A ex-agente especial Chloe abandona o mundo de espionagem e chega ao Reino de Ashbury, assumindo a identidade de Victoria Sellers para buscar uma vida tranquila.
O que aconteceu
Na primeira temporada de Victoria of Many Faces, acompanhamos a jornada de Victoria enquanto tenta se adaptar a um cotidiano comum. Ela adota Nonna, uma menina abandonada, e começa a trabalhar em tarefas simples, mas seu passado de agente a persegue. Logo, o capitão da guarda, Jeffrey Asher, se interessa por ela, criando um triângulo de tensões entre o desejo de paz, a necessidade de sobreviver e a sombra de antigos inimigos.

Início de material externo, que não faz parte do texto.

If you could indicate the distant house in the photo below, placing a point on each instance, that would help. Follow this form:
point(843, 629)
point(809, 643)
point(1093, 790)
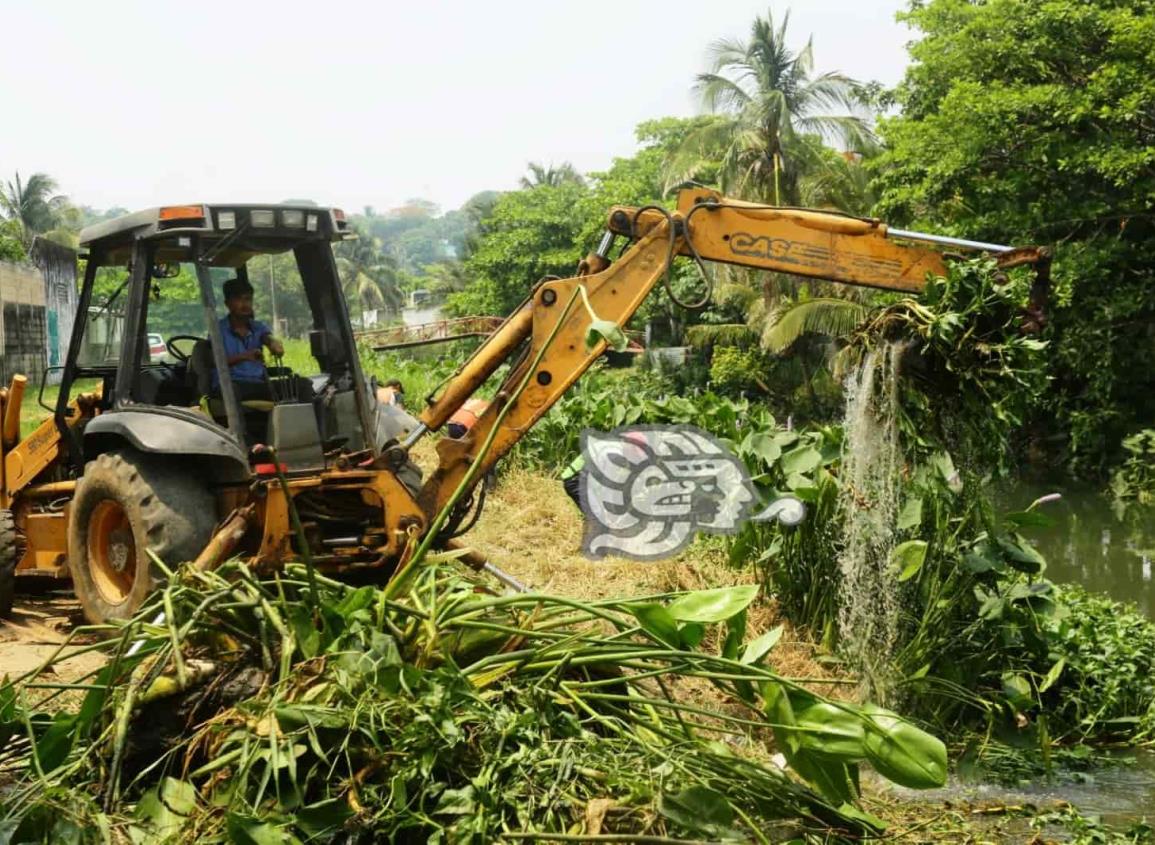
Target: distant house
point(38, 303)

Ao longo de nove episódios, a série alterna entre momentos de ternura — como as primeiras interações entre Victoria e Nonna — e cenas de ação onde a protagonista precisa usar suas habilidades de combate para proteger a nova família. O roteiro, assinado por Syuu, foca em traumas pessoais, especialmente nos de Jeffrey e Nonna, e mostra como cada personagem tenta curar suas feridas.
Como chegamos aqui
O anime foi produzido pelo Studio DEEN, conhecido por entregas de qualidade variável. O diretor Nobukage Kimura, que já trabalhou em obras visualmente marcantes como Showa Genroku Rakugo Shinjuu e Mushi-Shi, traz seu toque de sensibilidade nas cenas mais intimistas, como os diálogos à luz de velas entre Victoria e Jeffrey.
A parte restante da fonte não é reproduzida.